There is also a structural concern that teams underestimate. Documentation drifts. As the API continues to evolve after the breaking change, the migration guide can become outdated. The "new" code examples in the guide can themselves become deprecated. Keeping migration guides synchronized with the current state of the API requires a systematic workflow, not a one-time publishing effort. Treating documentation as code, stored in version control alongside the API specification and updated through the same review process as code changes, is the only reliable way to prevent this drift.

The Emergency Exception

Sometimes you do not have 90 days.

If you discover a critical security vulnerability, you may need to ship a breaking change immediately. If a new legal or regulatory requirement goes into effect, you may need to alter your API behavior without the standard notice window. LinkedIn's breaking change policy explicitly carves out this exception: changes may be made without prior notice if they address critical product bugs, legal, security, or privacy concerns.

In these cases, the communication protocol changes, but it does not disappear.
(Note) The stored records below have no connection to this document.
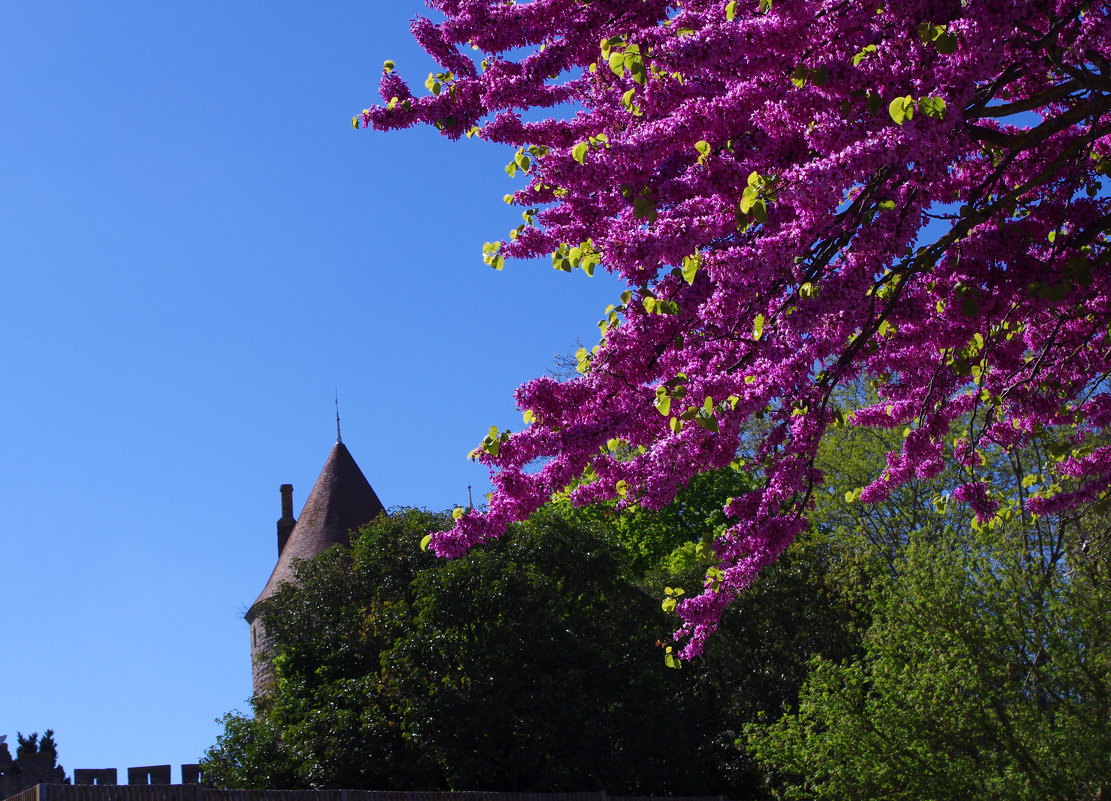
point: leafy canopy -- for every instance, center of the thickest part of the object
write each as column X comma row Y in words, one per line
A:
column 799, row 193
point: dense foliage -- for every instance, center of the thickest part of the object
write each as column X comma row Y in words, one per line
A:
column 986, row 673
column 36, row 761
column 799, row 193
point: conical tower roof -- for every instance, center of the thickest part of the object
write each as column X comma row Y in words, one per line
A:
column 341, row 501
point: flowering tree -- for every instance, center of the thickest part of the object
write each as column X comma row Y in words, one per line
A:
column 799, row 193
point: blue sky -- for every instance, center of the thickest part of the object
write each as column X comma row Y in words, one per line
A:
column 197, row 251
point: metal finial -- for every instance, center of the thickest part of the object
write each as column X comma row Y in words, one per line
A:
column 339, row 440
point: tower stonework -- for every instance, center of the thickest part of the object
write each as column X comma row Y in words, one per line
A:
column 340, row 502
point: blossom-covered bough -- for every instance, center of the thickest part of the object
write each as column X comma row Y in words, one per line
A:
column 800, row 194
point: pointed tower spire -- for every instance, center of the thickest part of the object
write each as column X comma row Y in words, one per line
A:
column 339, row 440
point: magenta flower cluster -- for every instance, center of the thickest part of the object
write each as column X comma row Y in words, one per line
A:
column 800, row 194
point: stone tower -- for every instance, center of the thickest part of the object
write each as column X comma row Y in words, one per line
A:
column 340, row 502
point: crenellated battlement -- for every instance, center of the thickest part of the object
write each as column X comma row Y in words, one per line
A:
column 142, row 776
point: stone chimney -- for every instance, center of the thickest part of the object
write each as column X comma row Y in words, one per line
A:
column 287, row 521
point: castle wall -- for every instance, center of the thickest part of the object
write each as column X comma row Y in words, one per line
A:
column 262, row 670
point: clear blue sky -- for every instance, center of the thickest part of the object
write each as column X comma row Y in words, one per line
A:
column 197, row 250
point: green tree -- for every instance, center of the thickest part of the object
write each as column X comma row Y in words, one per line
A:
column 331, row 721
column 986, row 672
column 36, row 762
column 536, row 663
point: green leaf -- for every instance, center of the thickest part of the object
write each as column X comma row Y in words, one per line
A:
column 662, row 401
column 691, row 264
column 617, row 62
column 901, row 109
column 864, row 52
column 932, row 107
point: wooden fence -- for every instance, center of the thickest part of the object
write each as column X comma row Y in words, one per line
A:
column 199, row 792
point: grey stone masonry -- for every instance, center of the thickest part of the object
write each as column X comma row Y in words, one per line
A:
column 94, row 776
column 149, row 774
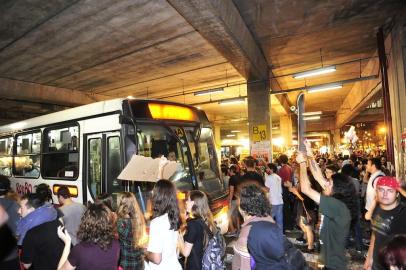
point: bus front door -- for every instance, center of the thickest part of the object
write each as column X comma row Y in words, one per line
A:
column 103, row 163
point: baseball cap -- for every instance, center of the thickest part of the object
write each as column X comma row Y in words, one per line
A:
column 388, row 181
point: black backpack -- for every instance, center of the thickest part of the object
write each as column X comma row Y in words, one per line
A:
column 294, row 257
column 213, row 256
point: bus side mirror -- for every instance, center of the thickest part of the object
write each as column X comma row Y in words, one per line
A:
column 125, row 120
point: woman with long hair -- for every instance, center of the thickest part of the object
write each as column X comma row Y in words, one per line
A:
column 164, row 226
column 97, row 248
column 195, row 239
column 131, row 229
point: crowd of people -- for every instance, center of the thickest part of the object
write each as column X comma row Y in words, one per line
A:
column 345, row 206
column 339, row 203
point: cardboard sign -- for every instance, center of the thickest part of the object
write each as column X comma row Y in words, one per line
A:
column 141, row 169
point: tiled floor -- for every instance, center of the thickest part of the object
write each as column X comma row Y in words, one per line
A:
column 355, row 261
You must still announce the change. The announcement must clearly explain the severity of the issue that forced the emergency action. Developers are more forgiving of a breaking change they understand than one that arrives with a vague explanation.

You must still provide a migration guide. It must be published simultaneously with the change, not days later. If the guide is not ready when the change ships, developers will open support tickets faster than your team can respond.
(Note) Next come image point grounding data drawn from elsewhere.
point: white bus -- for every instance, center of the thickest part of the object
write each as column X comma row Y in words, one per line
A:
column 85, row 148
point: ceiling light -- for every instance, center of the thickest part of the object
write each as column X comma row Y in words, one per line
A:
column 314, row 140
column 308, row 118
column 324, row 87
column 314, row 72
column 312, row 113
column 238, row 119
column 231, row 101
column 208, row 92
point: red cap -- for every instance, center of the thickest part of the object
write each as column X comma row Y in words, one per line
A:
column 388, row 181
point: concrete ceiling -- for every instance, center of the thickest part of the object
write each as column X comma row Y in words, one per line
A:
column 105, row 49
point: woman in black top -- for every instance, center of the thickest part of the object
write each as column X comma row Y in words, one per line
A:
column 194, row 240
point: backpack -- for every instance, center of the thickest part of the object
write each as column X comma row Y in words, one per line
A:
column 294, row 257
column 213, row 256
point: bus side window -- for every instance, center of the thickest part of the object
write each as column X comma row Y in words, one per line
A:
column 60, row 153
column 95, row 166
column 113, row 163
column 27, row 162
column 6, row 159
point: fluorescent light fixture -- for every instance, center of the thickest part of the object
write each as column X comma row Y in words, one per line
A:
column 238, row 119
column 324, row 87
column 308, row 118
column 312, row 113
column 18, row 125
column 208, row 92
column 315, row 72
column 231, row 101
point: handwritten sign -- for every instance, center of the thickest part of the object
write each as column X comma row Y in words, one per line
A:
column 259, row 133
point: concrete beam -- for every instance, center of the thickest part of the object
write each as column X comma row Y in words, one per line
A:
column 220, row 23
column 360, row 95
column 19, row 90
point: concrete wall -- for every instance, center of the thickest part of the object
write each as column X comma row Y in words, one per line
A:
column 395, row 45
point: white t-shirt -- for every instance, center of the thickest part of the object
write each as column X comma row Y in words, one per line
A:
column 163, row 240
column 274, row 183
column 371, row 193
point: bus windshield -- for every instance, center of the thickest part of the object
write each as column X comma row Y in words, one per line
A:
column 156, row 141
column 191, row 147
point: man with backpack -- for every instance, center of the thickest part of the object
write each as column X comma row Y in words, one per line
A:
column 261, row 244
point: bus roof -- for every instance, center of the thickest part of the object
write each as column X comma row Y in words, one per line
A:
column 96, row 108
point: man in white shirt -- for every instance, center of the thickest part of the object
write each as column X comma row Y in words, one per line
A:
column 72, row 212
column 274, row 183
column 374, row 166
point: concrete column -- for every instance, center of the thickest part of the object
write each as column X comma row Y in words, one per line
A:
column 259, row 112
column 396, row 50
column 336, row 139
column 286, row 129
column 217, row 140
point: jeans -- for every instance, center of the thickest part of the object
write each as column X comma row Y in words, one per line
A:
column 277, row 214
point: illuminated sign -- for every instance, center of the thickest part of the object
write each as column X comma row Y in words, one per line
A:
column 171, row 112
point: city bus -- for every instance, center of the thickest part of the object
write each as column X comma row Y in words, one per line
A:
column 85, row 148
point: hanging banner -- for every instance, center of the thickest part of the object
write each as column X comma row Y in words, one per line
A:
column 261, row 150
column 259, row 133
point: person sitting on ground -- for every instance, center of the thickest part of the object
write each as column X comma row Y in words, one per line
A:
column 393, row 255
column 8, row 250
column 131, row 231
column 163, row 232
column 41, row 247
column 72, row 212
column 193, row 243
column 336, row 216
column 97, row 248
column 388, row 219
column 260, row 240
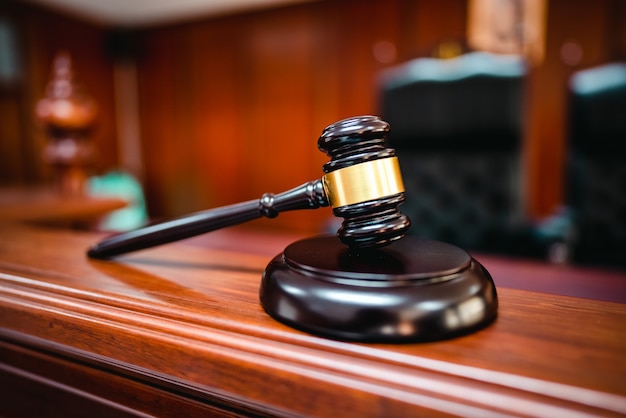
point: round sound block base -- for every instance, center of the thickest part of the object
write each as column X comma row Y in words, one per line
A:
column 410, row 290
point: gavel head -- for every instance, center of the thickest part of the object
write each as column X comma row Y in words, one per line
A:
column 363, row 182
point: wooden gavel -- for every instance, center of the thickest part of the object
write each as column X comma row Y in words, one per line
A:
column 362, row 184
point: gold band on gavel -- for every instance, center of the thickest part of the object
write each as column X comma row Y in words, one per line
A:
column 362, row 182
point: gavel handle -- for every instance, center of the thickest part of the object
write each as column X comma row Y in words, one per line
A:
column 310, row 195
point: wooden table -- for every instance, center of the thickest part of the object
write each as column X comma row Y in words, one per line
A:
column 178, row 331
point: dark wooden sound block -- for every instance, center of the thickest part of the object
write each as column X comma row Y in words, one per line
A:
column 410, row 290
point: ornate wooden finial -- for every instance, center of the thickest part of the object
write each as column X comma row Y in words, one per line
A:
column 67, row 113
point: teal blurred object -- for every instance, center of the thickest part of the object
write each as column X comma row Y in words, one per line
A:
column 121, row 185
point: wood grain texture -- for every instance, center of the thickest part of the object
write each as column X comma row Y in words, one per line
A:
column 180, row 328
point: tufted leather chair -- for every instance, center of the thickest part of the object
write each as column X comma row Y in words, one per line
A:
column 596, row 168
column 457, row 127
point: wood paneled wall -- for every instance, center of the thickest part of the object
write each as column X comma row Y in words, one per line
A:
column 40, row 34
column 231, row 107
column 598, row 29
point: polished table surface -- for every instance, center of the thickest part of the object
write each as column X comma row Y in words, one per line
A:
column 178, row 331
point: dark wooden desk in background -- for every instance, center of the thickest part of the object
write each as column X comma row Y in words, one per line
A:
column 178, row 331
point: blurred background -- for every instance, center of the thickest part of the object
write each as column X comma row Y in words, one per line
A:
column 209, row 103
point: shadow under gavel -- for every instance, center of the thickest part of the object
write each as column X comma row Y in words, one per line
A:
column 362, row 184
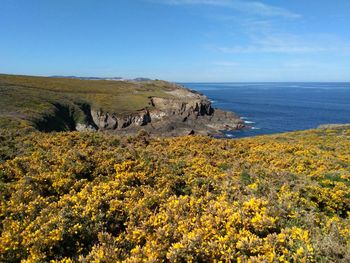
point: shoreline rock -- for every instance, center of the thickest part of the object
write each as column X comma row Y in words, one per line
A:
column 184, row 112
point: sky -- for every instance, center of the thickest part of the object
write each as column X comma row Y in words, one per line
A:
column 178, row 40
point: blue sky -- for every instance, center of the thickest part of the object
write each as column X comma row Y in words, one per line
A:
column 178, row 40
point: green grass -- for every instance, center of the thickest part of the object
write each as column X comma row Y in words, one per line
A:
column 27, row 98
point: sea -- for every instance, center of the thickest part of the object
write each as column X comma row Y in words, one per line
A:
column 279, row 107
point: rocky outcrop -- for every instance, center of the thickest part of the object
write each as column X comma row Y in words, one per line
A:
column 110, row 121
column 181, row 112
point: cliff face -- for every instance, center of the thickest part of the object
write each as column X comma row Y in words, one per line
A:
column 183, row 112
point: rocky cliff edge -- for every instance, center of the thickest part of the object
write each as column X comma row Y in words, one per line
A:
column 183, row 112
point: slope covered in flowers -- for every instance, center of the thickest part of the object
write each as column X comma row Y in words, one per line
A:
column 91, row 197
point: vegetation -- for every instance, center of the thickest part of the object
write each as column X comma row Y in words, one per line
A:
column 92, row 197
column 31, row 101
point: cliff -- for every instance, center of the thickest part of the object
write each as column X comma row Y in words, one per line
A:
column 184, row 112
column 123, row 107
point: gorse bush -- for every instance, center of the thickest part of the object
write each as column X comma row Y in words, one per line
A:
column 92, row 197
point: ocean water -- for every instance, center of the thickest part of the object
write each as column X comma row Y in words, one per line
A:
column 279, row 107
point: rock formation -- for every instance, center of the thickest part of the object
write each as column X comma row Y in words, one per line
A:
column 183, row 112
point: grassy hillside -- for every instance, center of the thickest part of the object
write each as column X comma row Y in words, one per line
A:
column 92, row 197
column 26, row 100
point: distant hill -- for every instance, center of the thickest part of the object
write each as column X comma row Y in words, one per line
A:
column 72, row 103
column 99, row 78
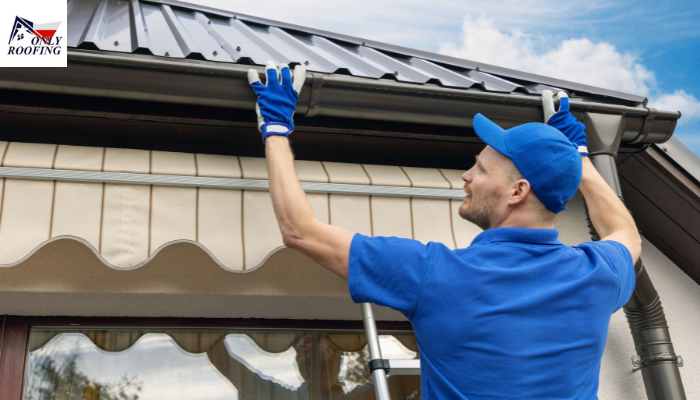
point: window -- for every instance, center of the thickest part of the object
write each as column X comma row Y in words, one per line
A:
column 144, row 364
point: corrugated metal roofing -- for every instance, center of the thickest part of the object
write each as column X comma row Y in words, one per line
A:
column 181, row 30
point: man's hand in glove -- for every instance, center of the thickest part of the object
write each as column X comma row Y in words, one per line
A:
column 277, row 99
column 574, row 130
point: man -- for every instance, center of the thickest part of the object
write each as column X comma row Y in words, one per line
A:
column 516, row 315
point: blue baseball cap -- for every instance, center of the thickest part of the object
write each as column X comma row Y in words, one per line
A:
column 542, row 154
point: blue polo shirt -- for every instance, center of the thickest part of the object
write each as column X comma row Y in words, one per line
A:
column 516, row 315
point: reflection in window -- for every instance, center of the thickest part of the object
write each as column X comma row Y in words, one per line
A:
column 142, row 364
After the emergency is resolved, you must rebuild trust. Publish a post-mortem explaining what happened, why the emergency change was necessary, and what steps you are taking to prevent similar situations in the future. The post-mortem is not just a courtesy. It is the document that tells your customers whether you are a team that learns from incidents or one that repeats them.

The support cost of a poorly communicated emergency change is significant. API breakage generates immediate surges in support tickets, forces engineering teams into reactive debugging, and can trigger SLA penalties for enterprise customers. The communication artifacts are not bureaucratic overhead. They are the mechanism that converts a crisis into a managed incident.

The Operational Engine

Most of this process is about communication artifacts. Changelogs, migration guides, deprecation notices, post-mortems. These documents need to be written, maintained, and distributed when breaking changes happen, and they need to be accurate, version-controlled, and delivered through the right channels before the change ships.

This is where Doc Holiday comes in.

Doc Holiday structures the generation of these artifacts from the engineering workflow, requiring human validation at each step to ensure quality and accuracy before publication. When a breaking change is introduced, the platform provides the structure to ensure the corresponding documentation is reviewed against the actual API specification, version-controlled alongside the code, and delivered through the right channels before the change goes live.

The platform is designed to handle both planned and emergency breaking changes without requiring a full technical writing team to execute the communication protocol. It keeps documentation synchronized with the API specification, preventing the drift that turns migration guides into liabilities. For teams shipping at speed, that synchronization is the difference between a managed transition and a support crisis.

Breaking changes are not the problem. Surprising your users with breaking changes is the problem.

The documentation is what converts a disruptive technical decision into a managed transition. The checklist, the timeline, the migration guide, the deprecation headers, the post-mortem: these are not nice-to-haves. They are the operational infrastructure that determines whether your customers migrate successfully or churn.